US House Speaker, Nancy Pelosi, visits Taiwan despite warnings from Beijing. This marks the first time a high-ranking US official has visited Taiwan in 25 years. Several people have called the move a mistake, including former US Ambassador to China Max Baucus. China views this event as a provocation by the US, and is surely going to react. How they will react remains to be seen, but the consensus appears to be that China’s answer will be “unprecedented but not unhinged.” US Stocks fell on Tuesday after the US official landed in Taiwan as traders were deciding what this means for the markets. The S&P 500 had fallen by 0.66% to 4,091.36, DJIA was down 1.22% at 32,396.76, and Nasdaq100 had shed 0.16% trading at 12,348.76. Not to mention that the Taiwan Stock Exchange Weighted Index had dropped as much as 2.1%.
China considers the island as part of its territory despite the island’s desire to be an independent democratic state. Over the years, Taiwan has found a lot of independence from China such as having their own currency - the Taiwan Dollar, and their own female president Tsai Ing-wen. But mainland China gets antsy every time the US wants to visit Taiwan because it promotes and encourages complete autonomy from China. It is important to mention that China has never been a fan of US meddling in its affairs. Leading up to the visit, Hua Chunying, China’s assistant minister of foreign affairs, said, “if the US continues down the wrong path, we will take strong and resolute measures to protect our sovereignty and security interests.” Traders will be monitoring any China-US developments in case the tensions escalate and affect the market in any way.
Over the past few weeks, we have seen a significant rally in the stock markets as investors assume that slowing economic growth will force the Federal Reserve to pause rate hikes. However, some economists are worried about the economic outlook as it's difficult to predict at what rate the growth will slow or how long inflation will persist. This leaves the Fed dealing with pressure on two sides. On the one side, global demand is slowing, while on the other side inflation is not really showing signs of slowing soon.
Still, stock markets continue to go about their business as usual. Pinterest stock jumped a whopping 20% on Tuesday, despite falling short of expectations in their Q2 earnings report.
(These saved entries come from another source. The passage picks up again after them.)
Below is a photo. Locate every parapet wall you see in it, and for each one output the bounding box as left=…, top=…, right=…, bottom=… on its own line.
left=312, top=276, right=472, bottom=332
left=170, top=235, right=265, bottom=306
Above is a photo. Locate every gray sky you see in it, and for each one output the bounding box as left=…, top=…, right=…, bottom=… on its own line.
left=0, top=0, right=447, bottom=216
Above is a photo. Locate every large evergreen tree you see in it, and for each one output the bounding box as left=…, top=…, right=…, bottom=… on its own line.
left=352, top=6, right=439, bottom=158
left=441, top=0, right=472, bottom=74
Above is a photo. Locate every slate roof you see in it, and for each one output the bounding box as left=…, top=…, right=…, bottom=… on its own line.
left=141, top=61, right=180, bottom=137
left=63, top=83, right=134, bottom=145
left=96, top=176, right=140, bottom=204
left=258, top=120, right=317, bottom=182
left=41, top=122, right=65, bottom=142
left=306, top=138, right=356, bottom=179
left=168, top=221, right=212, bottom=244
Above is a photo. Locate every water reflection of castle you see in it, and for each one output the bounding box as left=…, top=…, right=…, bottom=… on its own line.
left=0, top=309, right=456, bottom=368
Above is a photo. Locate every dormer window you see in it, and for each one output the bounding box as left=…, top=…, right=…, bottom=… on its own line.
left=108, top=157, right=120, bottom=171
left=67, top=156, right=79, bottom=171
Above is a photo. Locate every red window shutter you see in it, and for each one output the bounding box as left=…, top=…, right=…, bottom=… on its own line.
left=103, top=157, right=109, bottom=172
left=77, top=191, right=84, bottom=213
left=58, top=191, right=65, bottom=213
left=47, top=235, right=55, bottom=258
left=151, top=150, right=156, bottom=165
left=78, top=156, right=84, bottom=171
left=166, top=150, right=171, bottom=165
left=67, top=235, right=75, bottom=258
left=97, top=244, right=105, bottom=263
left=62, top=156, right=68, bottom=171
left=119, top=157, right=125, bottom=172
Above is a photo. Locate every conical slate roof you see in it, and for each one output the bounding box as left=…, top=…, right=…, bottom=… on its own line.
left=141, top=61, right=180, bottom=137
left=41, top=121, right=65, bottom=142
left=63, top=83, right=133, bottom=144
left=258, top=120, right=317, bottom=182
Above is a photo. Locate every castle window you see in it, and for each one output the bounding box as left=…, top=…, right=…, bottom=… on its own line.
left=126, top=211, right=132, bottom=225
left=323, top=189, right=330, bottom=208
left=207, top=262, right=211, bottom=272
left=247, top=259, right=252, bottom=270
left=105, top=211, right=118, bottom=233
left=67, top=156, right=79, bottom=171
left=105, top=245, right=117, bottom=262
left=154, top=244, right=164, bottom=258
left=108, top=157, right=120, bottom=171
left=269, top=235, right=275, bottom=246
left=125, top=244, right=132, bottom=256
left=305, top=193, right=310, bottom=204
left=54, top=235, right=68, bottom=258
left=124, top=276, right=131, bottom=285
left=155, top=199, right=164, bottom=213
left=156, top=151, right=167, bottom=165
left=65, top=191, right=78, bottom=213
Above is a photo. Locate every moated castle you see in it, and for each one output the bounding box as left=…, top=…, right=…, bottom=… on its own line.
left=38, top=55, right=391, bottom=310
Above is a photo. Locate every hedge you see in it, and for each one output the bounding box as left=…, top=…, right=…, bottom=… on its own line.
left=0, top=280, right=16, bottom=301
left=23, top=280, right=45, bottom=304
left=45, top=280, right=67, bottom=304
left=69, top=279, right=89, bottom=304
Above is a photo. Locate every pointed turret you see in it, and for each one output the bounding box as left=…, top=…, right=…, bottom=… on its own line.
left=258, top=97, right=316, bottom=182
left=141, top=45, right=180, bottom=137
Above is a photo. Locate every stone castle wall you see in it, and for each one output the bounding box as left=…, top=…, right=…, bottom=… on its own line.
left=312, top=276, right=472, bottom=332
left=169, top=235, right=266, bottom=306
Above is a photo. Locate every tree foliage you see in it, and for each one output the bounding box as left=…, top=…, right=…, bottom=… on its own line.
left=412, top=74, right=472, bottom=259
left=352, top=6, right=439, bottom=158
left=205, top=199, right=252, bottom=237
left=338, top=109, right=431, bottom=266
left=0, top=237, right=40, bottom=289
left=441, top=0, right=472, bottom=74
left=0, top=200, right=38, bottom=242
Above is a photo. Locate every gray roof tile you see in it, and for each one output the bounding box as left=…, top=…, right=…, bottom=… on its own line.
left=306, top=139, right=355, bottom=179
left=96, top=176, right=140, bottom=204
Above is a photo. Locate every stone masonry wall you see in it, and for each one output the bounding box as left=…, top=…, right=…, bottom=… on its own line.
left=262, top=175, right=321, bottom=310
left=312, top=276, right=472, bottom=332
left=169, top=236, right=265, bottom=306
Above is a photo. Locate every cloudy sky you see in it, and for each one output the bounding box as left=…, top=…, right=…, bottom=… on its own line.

The reason behind the climb is that Elliott Management announced that they controlled 9% of Pinterest’s shares, making it the largest investor. Similar news came from PayPal who said that Elliot Investment had a $2 billion stake in the company, again making it one of the largest investors in the company.
The second quarter of 2022 appears not to have been kind to the social media companies as Meta, Twitter, and Snap all missed their targets. The social media giant, Meta, reported revenue of $28.8 billion, falling behind the projected $28.9 billion. Though the gap is relatively small, it caused a 5% drop for the company on July 27 when the Q2 report was released. Twitter is still battling with Elon Musk to force him to honor the $44 billion deal that he pulled out of. And Snap shed a whopping 25% when it released its quarterly earnings in July. On the other hand, Uber stock soared by 18.9% after the app delivered better-than-expected revenue in its second quarter earnings report.
Traders will be watching the Fed announcements as well as the stock market performance closely over the next few months. In addition to this, they will be focusing on the releases of US economic figures, which could hint at the state of the economy and the likely action of the Fed. The upcoming NFP report is among the most important ones, having the power to shake markets so traders will be keeping an eye out on that too.
In other news, the cryptocurrency market found itself predominantly ‘in the red’ yesterday. Polkadot (DOT) led the downfall with a drop to $7.70 from $9.23 at which it was trading just a couple of days before.
Bitcoin, on the other hand, spiked above $23,000. It is likely that the cryptocurrency market experiences some volatility in the coming weeks or even months because of global economic developments. Inflation, interest hikes, gas deficit, geopolitical tensions, performance of stocks, bonds, and safe-haven assets, all play a massive role in how the economy is shaped. As a result, cryptocurrencies, along with other assets, experience turbulence as traders try to determine how the markets will settle.